Question

Calculate the pOH of ${{10}^{-2}}$ M monobasic acid if value of ${{K}_{w}}$ at ${{90}^{\circ }}C$ is ${{10}^{-12}}$.
(a) 2
(b) 10
(c) 12
(d) 7

Answer 1

${{K}_{w}}$is the symbol of the ionic product of water and it is equal to the sum of the concentration of hydrogen ions and concentration of hydroxyl ions in the solution. So the formula can be used as ${{K}_{w}}=pOH+pH$.

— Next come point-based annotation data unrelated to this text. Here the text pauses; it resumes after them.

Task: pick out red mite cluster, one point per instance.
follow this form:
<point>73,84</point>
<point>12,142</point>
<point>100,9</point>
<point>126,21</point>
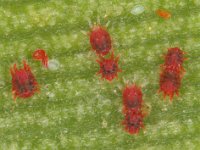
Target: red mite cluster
<point>132,109</point>
<point>24,84</point>
<point>100,41</point>
<point>172,72</point>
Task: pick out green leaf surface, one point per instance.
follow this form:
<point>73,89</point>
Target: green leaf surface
<point>75,109</point>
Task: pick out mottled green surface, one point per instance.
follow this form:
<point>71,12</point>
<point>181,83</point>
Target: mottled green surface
<point>76,110</point>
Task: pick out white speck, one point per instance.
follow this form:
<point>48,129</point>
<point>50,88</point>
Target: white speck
<point>104,124</point>
<point>53,64</point>
<point>50,95</point>
<point>138,9</point>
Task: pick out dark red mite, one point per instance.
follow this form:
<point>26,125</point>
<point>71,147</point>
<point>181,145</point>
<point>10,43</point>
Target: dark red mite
<point>41,56</point>
<point>132,97</point>
<point>132,109</point>
<point>109,67</point>
<point>24,84</point>
<point>133,121</point>
<point>170,83</point>
<point>174,60</point>
<point>100,40</point>
<point>172,72</point>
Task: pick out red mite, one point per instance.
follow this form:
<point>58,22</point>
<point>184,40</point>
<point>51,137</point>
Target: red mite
<point>132,97</point>
<point>109,67</point>
<point>100,40</point>
<point>41,56</point>
<point>172,72</point>
<point>132,109</point>
<point>24,84</point>
<point>174,60</point>
<point>170,83</point>
<point>133,121</point>
<point>163,13</point>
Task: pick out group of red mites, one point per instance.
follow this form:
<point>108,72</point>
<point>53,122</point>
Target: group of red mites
<point>24,83</point>
<point>170,78</point>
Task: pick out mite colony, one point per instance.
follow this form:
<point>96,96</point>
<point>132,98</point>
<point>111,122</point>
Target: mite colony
<point>24,84</point>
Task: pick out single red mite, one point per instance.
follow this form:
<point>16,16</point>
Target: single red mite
<point>41,56</point>
<point>133,121</point>
<point>132,109</point>
<point>172,72</point>
<point>163,13</point>
<point>174,60</point>
<point>132,97</point>
<point>109,67</point>
<point>170,83</point>
<point>100,40</point>
<point>24,84</point>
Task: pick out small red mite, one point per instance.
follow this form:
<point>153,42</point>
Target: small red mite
<point>133,121</point>
<point>174,60</point>
<point>100,40</point>
<point>41,56</point>
<point>172,72</point>
<point>109,67</point>
<point>133,109</point>
<point>170,83</point>
<point>163,14</point>
<point>132,97</point>
<point>24,84</point>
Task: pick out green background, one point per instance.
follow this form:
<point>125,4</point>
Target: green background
<point>75,109</point>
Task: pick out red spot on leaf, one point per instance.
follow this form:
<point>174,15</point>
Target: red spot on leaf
<point>172,72</point>
<point>24,84</point>
<point>163,13</point>
<point>109,67</point>
<point>100,40</point>
<point>132,97</point>
<point>132,109</point>
<point>133,121</point>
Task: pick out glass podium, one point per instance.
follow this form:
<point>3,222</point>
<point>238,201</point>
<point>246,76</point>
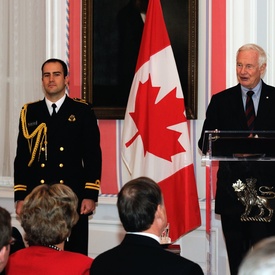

Complete step by step answer:
In the question, it is mentioned that the acid is monobasic which means that one molecule of the acid can donate one hydrogen ion or we can say that the concentration of the acid is equal to the concentration of hydrogen ions in the solution. And the concentration of the hydrogen ions in the solution is given ${{10}^{-2}}$ M. Therefore we know that the negative logarithm of the concentration of hydrogen ions in the solution is equal to the pH of the solution.
This can be written as:
$pH=-\log [{{H}^{+}}]$
Now putting the value of hydrogen ions we get:
$pH=-\log [{{10}^{-2}}]$
$pH=2\log 10$
We know that log 10 is 1, so:
$pH=2$
${{K}_{w}}$is the symbol of an ionic product of water and it is equal to the sum of concentration of hydrogen ions and concentration of hydroxyl ions in the solution.
It can be written as:
${{K}_{w}}=pOH+pH$
Now we are given the value of ionic product of water as ${{10}^{-12}}$, so this is written as:
$pH+pOH=12$
We know the value of pH is 2, so putting the value we get:
$2+pOH=12$
$pOH=12-2$
$pOH=10$
So the value of pOH is 10.

Therefore, the correct answer is an option (b) 10.

Note: The value of ${{K}_{w}}$is ${{10}^{-12}}$, and in equation form it is converted as:
${{K}_{w}}=-\log [{{10}^{-12}}]$
${{K}_{w}}=12\log 10$
Value of log 10 is one, so
${{K}_{w}}=12$
So the equation becomes:
$pH+pOH=12$.